The group will be creating new documentation for the following:

  • Dell PowerEdge 1950 installation
  • Dell PowerEdge 2950 (Rome) conversion
  • IRC server installation, mangement, and usage

Plan

Implementation Timeline:
Feb 22nd, 2016

  • Replace the designated Dell 1750 servers with Dell 1950 servers
  • Started Red Hat installations

Mar 2nd, 2016

  • Red Hat installed and network settings configured for most, if not all new equipment
  • Bugs in the installation have been documented and resolved
  • Allocated Majestix to Tools group
  • Servers are now properly and visibly labeled

Mar 9th, 2016

  • Permissions have been addressed and fixed on the experiments directory
  • All drones have been pointed to Caesar’s /mnt/main
  • Began or completed conversion of Dell PowerEdge 2950 into Rome
  • Began IRC server installation and configuration
  • The documentation for Red Hat installation has been moved and updated
  • The hardware configurations page has been updated to reflect the current equipment

Mar 16th, 2016

  • IRC has been installed and configured, Rome is now fully operational.
  • Rome has been documented as well as the IRC documentation

Implementation Tasks:
Mike

  • Install new five Dell PowerEdge 1950 servers
  • Install and configure Red Hat
  • Configure networking on new equipment and point drone servers to Caesar

Saverna

  • Install new five Dell PowerEdge 1950 servers
  • Install and configure Red Hat
  • Notes/Initial documentation of server installs, Red Hat installs, bugs etc.

Neil

  • Install new five Dell PowerEdge 1950 servers
  • Install and configure Red Hat

Aaron

  • Install new five Dell PowerEdge 1950 servers
  • Install and configure Red Hat
  • Fix the hardware configurations page
  • Configure "Rome" server for IRC implementation
  • Install and configure IRC on "Rome"

Tools Group

Team Members

Overview

The project contains many software tools. The responsibility of ensuring that these tools and applications are maximally contributing to the overall project goal of creating a world class baseline rests on the tools group. This is accomplished by defining the software tools currently utilized, researching upgrades to these tools, and exploring potential software additions. Documentation on all of these functions is also a key component of this group, taking place on specific tool's pages, the 'Speech Software Functionality' page, the 'Speech Recognition Related Readings' page, and the team member's logs.

Goals

In order to accomplish these responsibilities, the tools group will document tool versions currently utilized by the project and determine the most recent versions of these tools on the 'Speech Software Functionality' page. Articles that provide insight into the comparison of the speech tools will be documented in the 'Speech Recognition Related Readings' page. These articles will be used to determine if any of the current speech tools will require upgrading.

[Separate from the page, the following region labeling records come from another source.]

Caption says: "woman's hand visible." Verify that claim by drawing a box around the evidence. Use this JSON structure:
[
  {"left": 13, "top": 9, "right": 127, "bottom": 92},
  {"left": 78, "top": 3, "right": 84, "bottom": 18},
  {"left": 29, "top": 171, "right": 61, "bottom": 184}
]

The sox application is currently not running because it is missing some dependencies. This will be fixed and documented. A hotfix directory will be created on Caesar at /mnt/main/local/lib/hotfix for sox dependencies and for any other tools that encounter dependency issues in the future.

Every user of the project has root access. This is dangerous because it can lead to accidental deletion and editing of files on Caesar which is not fully backed up. An incremental backup system will be implemented to enable version history and prevent data loss. Hard link backups will be used rather than full backups in order to reduce data consumption.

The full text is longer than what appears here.